Before you scroll
Key terms in this case study
E-commerce and data tooling use shorthand that business readers may not share. These definitions match how the analysis uses each idea.
- Olist & marketplace
- Olist is a Brazilian e-commerce dataset of orders, sellers, products, and reviews — used here as a stand-in for a multi-seller marketplace. A seller is a merchant fulfilling orders; the platform tracks their dispatch timing and customer feedback.
- Dispatch & carrier handoff
- Dispatch delay is days from order approval to when the package reaches the carrier. Late handoff means the seller missed an internal window (e.g. >3 days to carrier). That is upstream of last-mile delivery — it is a seller-operations metric.
- SLA
- A formal or informal commitment on how fast sellers must ship or how fast orders must arrive. Here, SLAs are used as operating rules (e.g. two-day dispatch for high-risk sellers), not legal text.
- Freight-to-price ratio
- Shipping cost ÷ item price for each order line. When this ratio is high, shipping eats margin — the “loss zone” flags lines where freight is ≥80% of the item price.
- Snowflake & Power BI
- Snowflake is a cloud data warehouse where SQL runs on large tables. Power BI is the reporting layer: dashboards and KPIs for executives. The case study flows warehouse SQL → metrics → Power BI narrative.
- Seller risk tiers (High / Standard / Premium)
- Clusters derived from dispatch and late-handoff behaviour (see Scikit-Learn in the hero). High Risk sellers systematically miss timing; Premium meet expectations. Tiers drive differentiated actions — not one-size-fits-all penalties.
A 60-hour end-to-end analysis on Olist marketplace tables: 99,441 orders and 3,095 sellers. The work connects warehouse SQL to a decision story: where sellers break delivery promises, where freight erodes margin, and how lateness hits review scores — then packages that in Power BI for leadership.

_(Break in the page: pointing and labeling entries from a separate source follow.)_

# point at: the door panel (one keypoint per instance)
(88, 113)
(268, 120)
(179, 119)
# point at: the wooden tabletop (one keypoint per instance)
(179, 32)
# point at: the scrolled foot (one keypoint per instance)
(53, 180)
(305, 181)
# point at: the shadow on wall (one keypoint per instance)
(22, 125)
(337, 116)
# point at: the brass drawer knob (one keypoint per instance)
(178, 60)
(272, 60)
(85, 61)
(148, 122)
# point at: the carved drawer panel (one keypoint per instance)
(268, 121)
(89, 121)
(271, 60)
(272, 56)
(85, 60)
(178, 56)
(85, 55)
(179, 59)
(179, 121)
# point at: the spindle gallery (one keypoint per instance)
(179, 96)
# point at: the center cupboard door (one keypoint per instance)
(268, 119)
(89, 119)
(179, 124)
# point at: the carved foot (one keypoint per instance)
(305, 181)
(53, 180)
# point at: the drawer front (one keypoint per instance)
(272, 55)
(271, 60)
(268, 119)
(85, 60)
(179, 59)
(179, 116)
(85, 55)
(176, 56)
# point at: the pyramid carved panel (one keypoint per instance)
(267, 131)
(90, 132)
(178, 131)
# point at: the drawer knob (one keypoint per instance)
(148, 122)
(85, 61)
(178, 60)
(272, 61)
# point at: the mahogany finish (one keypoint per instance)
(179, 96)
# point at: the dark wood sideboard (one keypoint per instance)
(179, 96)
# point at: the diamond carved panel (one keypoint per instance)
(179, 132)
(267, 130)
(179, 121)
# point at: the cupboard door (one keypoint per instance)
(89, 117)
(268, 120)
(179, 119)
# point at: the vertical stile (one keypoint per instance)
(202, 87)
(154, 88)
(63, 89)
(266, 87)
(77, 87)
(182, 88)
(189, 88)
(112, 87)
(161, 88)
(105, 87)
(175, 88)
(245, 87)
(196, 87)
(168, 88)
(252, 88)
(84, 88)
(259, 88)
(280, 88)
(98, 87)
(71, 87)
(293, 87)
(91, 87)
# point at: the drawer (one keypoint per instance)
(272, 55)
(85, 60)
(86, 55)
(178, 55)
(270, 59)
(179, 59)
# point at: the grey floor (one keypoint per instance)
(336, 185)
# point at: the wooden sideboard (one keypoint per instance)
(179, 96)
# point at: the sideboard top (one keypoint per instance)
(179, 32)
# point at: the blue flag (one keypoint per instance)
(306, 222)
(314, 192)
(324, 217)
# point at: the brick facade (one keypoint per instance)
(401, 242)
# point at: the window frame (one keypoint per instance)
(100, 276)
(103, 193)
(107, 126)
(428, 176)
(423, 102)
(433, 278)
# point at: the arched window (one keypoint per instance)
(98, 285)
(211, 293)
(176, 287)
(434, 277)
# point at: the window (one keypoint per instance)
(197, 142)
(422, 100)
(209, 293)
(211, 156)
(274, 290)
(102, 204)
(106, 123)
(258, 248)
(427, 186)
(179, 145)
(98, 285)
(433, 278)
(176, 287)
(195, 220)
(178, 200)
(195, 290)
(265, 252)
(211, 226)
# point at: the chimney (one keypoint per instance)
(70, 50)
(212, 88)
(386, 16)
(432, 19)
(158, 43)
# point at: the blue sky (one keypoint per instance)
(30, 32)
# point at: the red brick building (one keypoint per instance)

Operational leakage and customer dissatisfaction show up in structured data (timestamps, prices, ratings) before they show up in board decks. The executive summary KPIs below are the “so what” before the deep dives: risk concentration, satisfaction gap, margin exposure, and service recovery opportunity.
Evidence — headline KPIs
Executive summary
Built a 60-hour, end-to-end analysis on the Olist marketplace tables covering 99,441 orders and 3,095 sellers to reduce operational leakage, protect profit margins, and improve delivery outcomes. I translated SQL + statistics into a decision-ready Power BI narrative by combining dispatch KPIs, seller risk tiers, freight economics ratios, and delivery-delay intelligence.
21.4%
Sellers Are High Risk
287 of 1,343 consistently break the delivery promise
46.2%
1-Star Rate When Late
vs 6.6% for on-time, a 7× satisfaction gap
6.1%
Items in Freight Loss Zone
Shipping cost ≥ 80% of item price, margin at risk
+1.72★
Score Gap: Late vs On-Time
2.57 → 4.29 avg review score, fixable with dispatch SLA
Which sellers are breaking the delivery promise?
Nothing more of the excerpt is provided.